The plot above shows the team strength rating in the final week of the season. Plotting it in the way I have done above allows us to also compare competitiveness across leagues. It appears that the gap between the best and the worst teams is larger in Italy, Spain and Germany than in England. Teams 2-6 in England appear to be better than peers in all other leagues. The bottom 7 or 8 teams appear to be equally bad in all other leagues. The difference between the best and teams 2-6 in the Premier League is also more pronounced in 2017-18 than it used to be, considering Manchester City had a historic season recording 100 points. The plot below does the same for season 2016-17 and you can see that the difference is not as pronounced.

## Season 2016-17
s = [samplesE1617, samplesS1617, samplesG1617, samplesI1617]
Ts = [TeamsE1617, TeamsS1617, TeamsG1617, TeamsI1617]

plot_comp_rating(s, Ts)

Comparing Home Advantage

def plot_home_adv(s, Ts):
    
    plt.figure(figsize = (10,18))
    data = []
    #plt.figure.tight_layout()
    for samples, Teams in zip(s, Ts):
        x = samples['alphaTeam'][1000:][:].mean(axis = 0) + samples['alpha'].mean(axis = 0)
        e = samples['alphaTeam'][1000:][:].std(axis = 0)

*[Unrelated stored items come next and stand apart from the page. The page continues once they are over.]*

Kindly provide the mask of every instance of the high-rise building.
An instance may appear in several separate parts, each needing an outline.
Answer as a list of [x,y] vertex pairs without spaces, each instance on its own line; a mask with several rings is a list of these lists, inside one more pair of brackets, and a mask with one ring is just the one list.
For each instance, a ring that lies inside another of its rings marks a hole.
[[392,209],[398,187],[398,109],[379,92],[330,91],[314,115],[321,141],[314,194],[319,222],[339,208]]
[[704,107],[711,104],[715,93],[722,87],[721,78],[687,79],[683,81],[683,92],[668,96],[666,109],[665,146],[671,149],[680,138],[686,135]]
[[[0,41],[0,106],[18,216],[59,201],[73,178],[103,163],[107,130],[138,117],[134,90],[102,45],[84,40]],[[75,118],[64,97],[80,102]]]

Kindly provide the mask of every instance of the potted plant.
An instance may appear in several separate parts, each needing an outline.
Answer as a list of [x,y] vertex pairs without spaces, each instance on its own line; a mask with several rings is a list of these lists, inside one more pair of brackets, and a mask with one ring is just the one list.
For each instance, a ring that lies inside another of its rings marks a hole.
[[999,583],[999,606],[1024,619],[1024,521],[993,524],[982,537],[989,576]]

        data.extend(sorted(list(zip(x, Teams, e)), key = lambda x: x[0]))
    
    x_val = [x[0] for x in data]
    e_val = [x[2] for x in data]
    T = [x[1] for x in data]

    x = x_val
    y = np.linspace(-2, 2, len(data))
    my_yticks = T

    plt.yticks(y, my_yticks)
    plt.errorbar(x, y[:len(x_val)], xerr = e_val, fmt='o', color='black',
                 ecolor='lightgray', elinewidth=3, capsize=0)
    plt.xlabel('Estimated Home Advantage (log-odds scale)')
    plt.xlim(0.02,0.12)
    plt.savefig('1617HomeStrength.png', dpi = 300, bbox_inches = 'tight')    
    plt.show()
    

s = [samplesE1617, samplesS1617, samplesG1617, samplesF1617, samplesI1617]
Ts = [TeamsE1617, TeamsS1617, TeamsG1617, TeamsF1617, TeamsI1617]

plot_home_adv(s, Ts)

s = [samplesE1718, samplesS1718, samplesG1718, samplesF1718, samplesI1718]
Ts = [TeamsE1718, TeamsS1718, TeamsG1718, TeamsF1718, TeamsI1718]

plot_home_adv(s, Ts)

Looking at the above two plots, it appears there is a small home advantage. It is the highest in the English Premier League on average compared to the other leagues. This might explain why the Premier League is more competitive than the other leagues.